Clark Opposes Libyan No-Fly Zone
In a sort of rebuttal to Sen. John Kerry’s affirmative case yesterday Gen. Wesley Clark has an op-ed in the Washington Post opposing military intervention in Libya:
To me, it seems we have no clear basis for action. Whatever resources we dedicate for a no-fly zone would probably be too little, too late. We would once again be committing our military to force regime change in a Muslim land, even though we can’t quite bring ourselves to say it. So let’s recognize that the basic requirements for successful intervention simply don’t exist, at least not yet: We don’t have a clearly stated objective, legal authority, committed international support or adequate on-the-scene military capabilities, and Libya’s politics hardly foreshadow a clear outcome.
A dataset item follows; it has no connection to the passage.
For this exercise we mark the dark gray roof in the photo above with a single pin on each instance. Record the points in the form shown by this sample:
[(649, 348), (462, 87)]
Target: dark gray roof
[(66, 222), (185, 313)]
We should have learned these lessons from our long history of intervention. We don’t need Libya to offer us a refresher course in past mistakes.
In the op-ed he considers U. S. military interventions since Vietnam and applies the same standards to them: is there a clearly stated objective, legal authority, committed international support or adequate on-the-scene military capabilities, and the local political situation. In some cases the interventions meet the standards; others fail. Libya fails.
He does not argue for complete passivity:
In Libya, if the objective is humanitarian, then we would work with both sides and not get engaged in the matter of who wins. Just deliver relief supplies, treat the injured and let the Libyans settle it. But if we want to get rid of Gaddafi, a no-fly zone is unlikely to be sufficient – it is a slick way to slide down the slope to deeper intervention.
Gen. Clark’s views approximate my own. I’d add another standard to his criteria: political support for the intervention at home and the willingness and ability to sustain it for the duration of the intervention.
I also think he’s premature in pronouncing U. S. intervention in the former Yugoslavia successful. The situation there remains politically unstable and is likely to do so until EU and NATO forces are withdrawn (if ever).
However, I agree with him that the situation in Libya does not meet the national interest and prudential standards necessary to wage war.